Jayme Petra de Mello Neto não descarta que, em alguns casos, haja restrição total do crédito público às empresas, tornando as fusões e aquisições uma alternativa ao endividamento como forma de suprir uma necessidade de trabalho.

Jaime Reusche acredita que tanto os investidores locais como estrangeiros continuam muito cautelosos e preferem realizar lucros e dividendos em vez de tentar reinvestir em muitos setores da região, pois o custo do capital aumentou em linha com os custos de financiamento, que é um impedimento para investimentos e fusões.

“Se somarmos a isso a incerteza gerada pelas possíveis viradas bruscas nas agendas de governo das novas autoridades que chegam ao poder e um ambiente social aquecido, então vemos que no geral o investimento total na região em relação ao PIB será abaixo da média da década pré-pandêmica", enfatiza.

Apesar disso, o analista da Moody's acredita que tudo dependerá da estabilidade jurídica oferecida pelos países independentemente do matiz político do governo, bem como das vantagens comparativas de cada nação no suporte aos rendimentos dos investimentos "apesar da incerteza que a esfera política ou social possa gerar", afirma.

China no panorama

Por outro lado, não se pode subestimar o interesse da China na região, baseado em negócios e não em ideologia, que tem servido apenas como um veículo de comunicação para aliviar as formalidades.

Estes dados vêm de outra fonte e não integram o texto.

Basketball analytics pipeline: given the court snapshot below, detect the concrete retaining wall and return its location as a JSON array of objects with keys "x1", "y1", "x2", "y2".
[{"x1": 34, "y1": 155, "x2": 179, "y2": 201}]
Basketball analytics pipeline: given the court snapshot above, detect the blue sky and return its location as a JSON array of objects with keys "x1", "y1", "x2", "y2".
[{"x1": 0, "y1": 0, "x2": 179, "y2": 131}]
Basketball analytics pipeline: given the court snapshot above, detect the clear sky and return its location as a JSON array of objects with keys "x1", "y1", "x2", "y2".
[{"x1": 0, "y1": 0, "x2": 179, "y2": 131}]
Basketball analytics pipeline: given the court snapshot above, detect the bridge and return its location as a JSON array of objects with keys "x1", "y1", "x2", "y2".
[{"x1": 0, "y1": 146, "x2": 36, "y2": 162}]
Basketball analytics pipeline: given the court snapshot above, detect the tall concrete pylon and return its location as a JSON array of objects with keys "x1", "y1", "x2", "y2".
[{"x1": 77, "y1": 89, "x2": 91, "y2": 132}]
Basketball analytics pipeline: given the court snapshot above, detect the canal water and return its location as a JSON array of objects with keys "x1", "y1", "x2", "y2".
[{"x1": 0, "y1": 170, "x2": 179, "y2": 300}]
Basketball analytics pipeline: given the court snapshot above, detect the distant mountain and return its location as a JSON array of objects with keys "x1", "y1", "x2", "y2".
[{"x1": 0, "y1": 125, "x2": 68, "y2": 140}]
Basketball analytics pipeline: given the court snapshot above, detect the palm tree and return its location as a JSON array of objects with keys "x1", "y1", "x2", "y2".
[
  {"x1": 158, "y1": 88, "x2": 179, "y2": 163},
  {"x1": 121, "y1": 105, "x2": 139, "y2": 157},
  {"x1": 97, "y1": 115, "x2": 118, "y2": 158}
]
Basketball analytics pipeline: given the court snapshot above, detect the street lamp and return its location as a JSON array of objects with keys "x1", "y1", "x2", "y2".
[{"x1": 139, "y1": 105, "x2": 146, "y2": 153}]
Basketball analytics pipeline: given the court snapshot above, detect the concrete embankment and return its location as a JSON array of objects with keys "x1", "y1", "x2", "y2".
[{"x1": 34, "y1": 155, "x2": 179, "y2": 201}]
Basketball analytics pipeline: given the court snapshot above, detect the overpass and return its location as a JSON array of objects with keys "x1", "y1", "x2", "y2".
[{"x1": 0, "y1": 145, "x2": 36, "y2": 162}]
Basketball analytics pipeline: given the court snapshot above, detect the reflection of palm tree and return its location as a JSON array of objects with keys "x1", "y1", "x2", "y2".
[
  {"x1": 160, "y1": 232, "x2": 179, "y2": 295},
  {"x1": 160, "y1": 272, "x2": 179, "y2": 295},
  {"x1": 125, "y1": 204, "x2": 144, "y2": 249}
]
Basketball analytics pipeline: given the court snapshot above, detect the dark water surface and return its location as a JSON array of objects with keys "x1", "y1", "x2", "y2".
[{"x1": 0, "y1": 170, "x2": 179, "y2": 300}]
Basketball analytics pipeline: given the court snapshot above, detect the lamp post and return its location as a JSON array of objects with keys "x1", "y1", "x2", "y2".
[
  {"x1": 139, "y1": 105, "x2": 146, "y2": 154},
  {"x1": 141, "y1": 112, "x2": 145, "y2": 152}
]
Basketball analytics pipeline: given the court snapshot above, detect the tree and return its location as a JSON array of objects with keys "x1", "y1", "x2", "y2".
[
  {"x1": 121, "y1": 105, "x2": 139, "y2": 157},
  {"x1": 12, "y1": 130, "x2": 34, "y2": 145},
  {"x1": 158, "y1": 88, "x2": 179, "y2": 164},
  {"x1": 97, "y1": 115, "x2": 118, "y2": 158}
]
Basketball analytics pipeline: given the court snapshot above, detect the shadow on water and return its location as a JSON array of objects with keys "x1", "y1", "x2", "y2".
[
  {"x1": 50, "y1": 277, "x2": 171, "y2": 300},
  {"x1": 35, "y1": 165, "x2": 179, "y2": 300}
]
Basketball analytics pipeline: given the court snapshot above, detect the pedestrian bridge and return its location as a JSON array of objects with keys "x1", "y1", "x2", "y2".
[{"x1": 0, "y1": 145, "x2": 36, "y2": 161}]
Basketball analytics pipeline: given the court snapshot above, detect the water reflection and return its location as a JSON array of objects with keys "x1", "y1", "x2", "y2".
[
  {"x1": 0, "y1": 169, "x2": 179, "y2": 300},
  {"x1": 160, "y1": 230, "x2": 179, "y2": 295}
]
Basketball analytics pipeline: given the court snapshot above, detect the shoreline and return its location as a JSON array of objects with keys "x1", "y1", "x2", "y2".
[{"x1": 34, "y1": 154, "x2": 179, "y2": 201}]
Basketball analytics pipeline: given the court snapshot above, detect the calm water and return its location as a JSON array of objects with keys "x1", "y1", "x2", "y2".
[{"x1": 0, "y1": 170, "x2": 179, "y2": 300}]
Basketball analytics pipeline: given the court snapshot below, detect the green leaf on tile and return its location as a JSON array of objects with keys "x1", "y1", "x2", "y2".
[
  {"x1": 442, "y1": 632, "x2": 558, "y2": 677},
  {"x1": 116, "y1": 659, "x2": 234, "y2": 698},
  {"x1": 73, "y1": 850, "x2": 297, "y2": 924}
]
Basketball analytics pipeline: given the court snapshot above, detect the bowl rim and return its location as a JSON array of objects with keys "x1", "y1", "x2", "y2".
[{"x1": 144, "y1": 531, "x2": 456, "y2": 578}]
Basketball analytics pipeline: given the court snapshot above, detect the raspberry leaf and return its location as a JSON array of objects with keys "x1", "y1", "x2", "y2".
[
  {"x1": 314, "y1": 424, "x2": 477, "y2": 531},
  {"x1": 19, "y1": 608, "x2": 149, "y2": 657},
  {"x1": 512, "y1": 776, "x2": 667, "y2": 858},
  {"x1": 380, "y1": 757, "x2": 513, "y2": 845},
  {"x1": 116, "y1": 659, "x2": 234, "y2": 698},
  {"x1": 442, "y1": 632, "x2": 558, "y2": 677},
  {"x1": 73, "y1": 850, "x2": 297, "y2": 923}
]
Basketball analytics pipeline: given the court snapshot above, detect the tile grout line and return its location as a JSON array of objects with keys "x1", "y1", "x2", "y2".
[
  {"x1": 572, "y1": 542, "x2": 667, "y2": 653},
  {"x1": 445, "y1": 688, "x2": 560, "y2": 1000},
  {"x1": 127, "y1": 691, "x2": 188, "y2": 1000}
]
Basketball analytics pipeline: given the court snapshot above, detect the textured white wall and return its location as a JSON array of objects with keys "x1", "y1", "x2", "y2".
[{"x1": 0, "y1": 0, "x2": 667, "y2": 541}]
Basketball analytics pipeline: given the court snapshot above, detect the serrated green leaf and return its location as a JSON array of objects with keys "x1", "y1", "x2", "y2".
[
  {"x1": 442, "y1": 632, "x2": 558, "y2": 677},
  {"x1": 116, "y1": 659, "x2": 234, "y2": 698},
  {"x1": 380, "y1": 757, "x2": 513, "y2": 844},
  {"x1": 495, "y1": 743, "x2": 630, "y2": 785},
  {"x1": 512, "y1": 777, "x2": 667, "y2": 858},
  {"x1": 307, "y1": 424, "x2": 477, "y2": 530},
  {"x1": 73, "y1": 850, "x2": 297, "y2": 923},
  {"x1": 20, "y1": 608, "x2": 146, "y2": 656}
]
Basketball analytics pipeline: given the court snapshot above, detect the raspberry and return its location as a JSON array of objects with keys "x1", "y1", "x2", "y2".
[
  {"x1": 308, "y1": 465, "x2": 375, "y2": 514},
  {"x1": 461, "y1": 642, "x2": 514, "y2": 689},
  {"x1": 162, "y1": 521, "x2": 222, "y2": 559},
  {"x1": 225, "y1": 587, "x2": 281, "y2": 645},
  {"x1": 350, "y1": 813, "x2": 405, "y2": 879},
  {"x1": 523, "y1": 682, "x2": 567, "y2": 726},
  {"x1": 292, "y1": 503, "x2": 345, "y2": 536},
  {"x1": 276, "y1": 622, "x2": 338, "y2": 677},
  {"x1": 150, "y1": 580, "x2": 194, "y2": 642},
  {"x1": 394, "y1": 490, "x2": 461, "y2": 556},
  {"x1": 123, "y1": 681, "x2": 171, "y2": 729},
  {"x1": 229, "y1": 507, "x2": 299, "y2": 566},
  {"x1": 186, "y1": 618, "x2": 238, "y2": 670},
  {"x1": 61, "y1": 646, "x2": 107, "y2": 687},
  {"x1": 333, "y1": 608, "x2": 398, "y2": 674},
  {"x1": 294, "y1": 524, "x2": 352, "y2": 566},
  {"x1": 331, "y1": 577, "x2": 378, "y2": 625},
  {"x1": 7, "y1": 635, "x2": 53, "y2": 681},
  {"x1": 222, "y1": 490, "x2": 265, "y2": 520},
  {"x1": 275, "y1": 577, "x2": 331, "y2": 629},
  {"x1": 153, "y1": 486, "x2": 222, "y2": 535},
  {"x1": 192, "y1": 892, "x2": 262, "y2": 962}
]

Como a grande economia apoiada no comunismo, desde o início do século o gigante asiático vem se posicionando na América Latina, principalmente em países que lhe são ideologicamente relacionados. Assim, os pioneiros Cuba e Venezuela foram seguidos por outras nações como Argentina, Equador, Brasil, México e Nicarágua, onde os vínculos com o país asiático cresceram exponencialmente.

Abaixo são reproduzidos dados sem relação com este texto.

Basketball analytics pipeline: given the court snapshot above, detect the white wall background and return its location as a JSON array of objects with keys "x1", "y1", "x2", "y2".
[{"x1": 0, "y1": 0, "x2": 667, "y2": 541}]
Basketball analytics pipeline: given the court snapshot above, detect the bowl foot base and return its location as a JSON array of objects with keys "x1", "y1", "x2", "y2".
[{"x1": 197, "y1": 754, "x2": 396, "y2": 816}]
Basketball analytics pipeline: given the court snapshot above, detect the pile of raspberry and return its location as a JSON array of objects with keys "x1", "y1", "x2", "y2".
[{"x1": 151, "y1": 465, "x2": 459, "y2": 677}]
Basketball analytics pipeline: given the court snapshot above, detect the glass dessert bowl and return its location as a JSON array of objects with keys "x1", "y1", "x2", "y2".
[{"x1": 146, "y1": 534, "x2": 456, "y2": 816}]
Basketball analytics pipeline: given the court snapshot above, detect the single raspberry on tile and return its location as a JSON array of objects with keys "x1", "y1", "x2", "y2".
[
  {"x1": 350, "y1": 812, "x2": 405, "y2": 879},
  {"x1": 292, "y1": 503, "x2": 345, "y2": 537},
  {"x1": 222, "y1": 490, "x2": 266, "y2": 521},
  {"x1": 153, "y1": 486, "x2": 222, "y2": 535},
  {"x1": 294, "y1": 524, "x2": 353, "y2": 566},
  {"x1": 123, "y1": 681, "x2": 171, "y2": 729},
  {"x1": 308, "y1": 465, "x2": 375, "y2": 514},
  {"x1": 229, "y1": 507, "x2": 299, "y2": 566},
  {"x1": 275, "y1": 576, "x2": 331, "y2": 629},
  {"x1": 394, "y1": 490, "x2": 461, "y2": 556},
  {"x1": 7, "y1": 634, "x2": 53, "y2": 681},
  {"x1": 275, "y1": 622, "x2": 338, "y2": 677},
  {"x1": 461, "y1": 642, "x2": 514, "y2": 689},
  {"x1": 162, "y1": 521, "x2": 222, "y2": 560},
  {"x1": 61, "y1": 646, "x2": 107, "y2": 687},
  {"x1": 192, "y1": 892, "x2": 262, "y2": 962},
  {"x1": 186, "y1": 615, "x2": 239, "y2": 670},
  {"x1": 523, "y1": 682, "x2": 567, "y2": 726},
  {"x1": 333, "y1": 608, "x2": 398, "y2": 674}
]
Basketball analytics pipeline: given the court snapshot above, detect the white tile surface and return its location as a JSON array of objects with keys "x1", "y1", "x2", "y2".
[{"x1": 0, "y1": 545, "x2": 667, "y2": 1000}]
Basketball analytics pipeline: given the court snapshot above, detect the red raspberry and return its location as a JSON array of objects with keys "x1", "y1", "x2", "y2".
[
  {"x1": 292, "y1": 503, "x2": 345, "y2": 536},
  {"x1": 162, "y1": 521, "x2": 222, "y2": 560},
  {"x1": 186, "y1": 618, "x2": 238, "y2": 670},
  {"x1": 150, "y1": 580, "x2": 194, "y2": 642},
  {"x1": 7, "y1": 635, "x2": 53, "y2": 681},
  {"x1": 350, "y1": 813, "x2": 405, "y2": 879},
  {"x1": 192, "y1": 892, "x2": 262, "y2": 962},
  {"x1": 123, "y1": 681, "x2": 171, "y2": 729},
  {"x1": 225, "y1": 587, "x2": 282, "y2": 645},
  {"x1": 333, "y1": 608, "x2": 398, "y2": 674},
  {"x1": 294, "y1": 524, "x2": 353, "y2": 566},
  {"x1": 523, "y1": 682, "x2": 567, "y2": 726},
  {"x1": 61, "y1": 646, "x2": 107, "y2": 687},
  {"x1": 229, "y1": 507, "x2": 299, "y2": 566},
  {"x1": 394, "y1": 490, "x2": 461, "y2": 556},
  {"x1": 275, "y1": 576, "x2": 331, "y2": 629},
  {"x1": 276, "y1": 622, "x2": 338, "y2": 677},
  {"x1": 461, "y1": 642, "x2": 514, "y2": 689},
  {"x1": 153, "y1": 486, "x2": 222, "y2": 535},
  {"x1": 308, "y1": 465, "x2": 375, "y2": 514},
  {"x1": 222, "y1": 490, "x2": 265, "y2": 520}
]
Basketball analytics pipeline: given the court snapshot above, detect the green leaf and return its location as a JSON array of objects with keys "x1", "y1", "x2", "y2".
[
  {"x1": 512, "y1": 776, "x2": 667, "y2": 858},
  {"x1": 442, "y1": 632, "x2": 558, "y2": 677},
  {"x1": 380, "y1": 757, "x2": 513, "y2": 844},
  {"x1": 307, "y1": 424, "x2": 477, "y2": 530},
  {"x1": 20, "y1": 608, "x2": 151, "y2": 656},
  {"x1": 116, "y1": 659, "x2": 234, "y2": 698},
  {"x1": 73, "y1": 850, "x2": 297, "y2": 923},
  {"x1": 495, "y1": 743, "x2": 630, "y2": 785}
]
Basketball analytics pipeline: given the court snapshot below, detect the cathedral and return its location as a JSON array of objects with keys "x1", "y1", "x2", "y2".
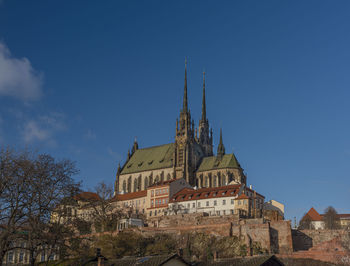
[{"x1": 115, "y1": 64, "x2": 246, "y2": 194}]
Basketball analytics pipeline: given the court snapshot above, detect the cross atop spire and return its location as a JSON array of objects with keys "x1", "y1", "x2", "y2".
[
  {"x1": 202, "y1": 72, "x2": 207, "y2": 122},
  {"x1": 217, "y1": 128, "x2": 225, "y2": 159},
  {"x1": 182, "y1": 57, "x2": 188, "y2": 112}
]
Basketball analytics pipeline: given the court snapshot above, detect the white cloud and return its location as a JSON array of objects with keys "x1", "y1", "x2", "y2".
[
  {"x1": 23, "y1": 120, "x2": 51, "y2": 143},
  {"x1": 107, "y1": 147, "x2": 122, "y2": 161},
  {"x1": 22, "y1": 113, "x2": 67, "y2": 144},
  {"x1": 0, "y1": 42, "x2": 42, "y2": 101},
  {"x1": 84, "y1": 129, "x2": 96, "y2": 140},
  {"x1": 0, "y1": 116, "x2": 4, "y2": 144}
]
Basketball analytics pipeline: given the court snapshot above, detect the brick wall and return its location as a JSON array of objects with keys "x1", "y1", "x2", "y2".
[{"x1": 142, "y1": 213, "x2": 293, "y2": 253}]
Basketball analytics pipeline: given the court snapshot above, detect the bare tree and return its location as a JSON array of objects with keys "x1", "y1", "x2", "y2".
[
  {"x1": 91, "y1": 182, "x2": 123, "y2": 232},
  {"x1": 0, "y1": 148, "x2": 79, "y2": 265},
  {"x1": 298, "y1": 214, "x2": 314, "y2": 230},
  {"x1": 323, "y1": 206, "x2": 340, "y2": 229}
]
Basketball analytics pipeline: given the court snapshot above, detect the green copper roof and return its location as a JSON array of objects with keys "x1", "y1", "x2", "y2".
[
  {"x1": 197, "y1": 153, "x2": 241, "y2": 172},
  {"x1": 121, "y1": 143, "x2": 174, "y2": 175}
]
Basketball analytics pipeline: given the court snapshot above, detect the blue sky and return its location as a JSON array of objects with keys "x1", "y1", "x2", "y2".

Na verdade, recentemente Equador e China anunciaram o fim das negociações para a assinatura de um acordo de livre comércio que permitirá ampliar as já frutíferas relações comerciais entre as duas nações, cujo valor supera os 10 bilhões de dólares, segundo informações do Ministério da Produção do Equador.

Importante salientar que, antes da pandemia e apenas na área das infraestruturas, a China tinha projetos na ordem dos 18 milhões de dólares na região e estima-se que, entre 2015 e 2020, empresas privadas e paraestatais chinesas investiram cerca de 74.850 milhões de dólares nos países desta parte do mundo.